Shining Fetterbush is also known as Stagger-bush, Hurrah-bush, Shiny Lyonia, and Horse Wicky.

The plant is a shrub to about five feet tall. Its preferred habitat is swampy areas, stream banks, margin of bogs and savannas. Distribution is throughout the Escambia region.

The leaves are alternate on the stem, widest at the center, evergreen, nearly stalkless, no teeth and no lobes; tapers to the tip with sides less than equal and base is wedge-shaped; margins sometimes rolled inward with a conspicuous vein next to the rolled margin.

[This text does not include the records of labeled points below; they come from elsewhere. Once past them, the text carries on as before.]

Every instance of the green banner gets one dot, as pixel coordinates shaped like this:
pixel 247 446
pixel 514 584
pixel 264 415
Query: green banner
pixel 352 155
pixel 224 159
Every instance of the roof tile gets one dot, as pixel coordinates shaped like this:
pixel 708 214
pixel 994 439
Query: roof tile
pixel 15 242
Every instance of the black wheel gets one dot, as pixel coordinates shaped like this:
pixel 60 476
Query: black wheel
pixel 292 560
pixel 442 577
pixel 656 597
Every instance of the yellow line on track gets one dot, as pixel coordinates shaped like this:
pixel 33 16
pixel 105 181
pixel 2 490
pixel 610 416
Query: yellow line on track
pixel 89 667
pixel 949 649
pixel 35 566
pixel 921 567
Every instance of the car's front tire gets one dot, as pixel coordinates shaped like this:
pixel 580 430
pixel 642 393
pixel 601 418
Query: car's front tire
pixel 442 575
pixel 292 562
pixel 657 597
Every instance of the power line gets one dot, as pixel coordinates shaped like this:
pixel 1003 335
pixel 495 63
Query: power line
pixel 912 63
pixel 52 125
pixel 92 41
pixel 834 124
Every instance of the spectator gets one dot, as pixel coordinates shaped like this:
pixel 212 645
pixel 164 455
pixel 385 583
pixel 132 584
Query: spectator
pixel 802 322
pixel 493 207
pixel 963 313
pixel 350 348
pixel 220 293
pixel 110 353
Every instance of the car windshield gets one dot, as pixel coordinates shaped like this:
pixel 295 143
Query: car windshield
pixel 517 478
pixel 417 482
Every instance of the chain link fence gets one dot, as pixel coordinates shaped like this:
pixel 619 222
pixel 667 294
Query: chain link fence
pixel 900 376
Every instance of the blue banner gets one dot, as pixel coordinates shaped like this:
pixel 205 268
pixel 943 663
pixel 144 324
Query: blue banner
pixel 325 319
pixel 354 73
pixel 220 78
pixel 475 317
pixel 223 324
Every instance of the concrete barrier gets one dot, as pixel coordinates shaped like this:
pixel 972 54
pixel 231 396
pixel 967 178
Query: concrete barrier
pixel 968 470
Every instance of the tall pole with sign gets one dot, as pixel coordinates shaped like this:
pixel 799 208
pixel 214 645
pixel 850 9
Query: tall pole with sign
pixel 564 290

Flowers are clusters in the leaf axil (space between leaf and stem and the next leaf set); bisexual; symmetrical; calyx is five lobed; corolla is urn-shaped; usually pinkish; ten stamens. Flowers occur in early spring.

Fruit is a capsule.

At least three species occur in the Escambia region; Staggerbush, Male-berry and the Fetterbush. All are associated with wooded swamps and are especially prolific along Murder and Burnt Corn creeks in the Escambia, Alabama sector; Sizemore in Florida. The entire range of these shrubs is New England south to Florida; west to Texas; north to Kentucky and Oklahoma.

Fruit resembles huckleberry or blueberry; a favorite of wildlife. The genus name,
Lyonia, honors the early American botanist and explorer John Lyon, who first described the shrubs. Dr. Lyon died in 1818.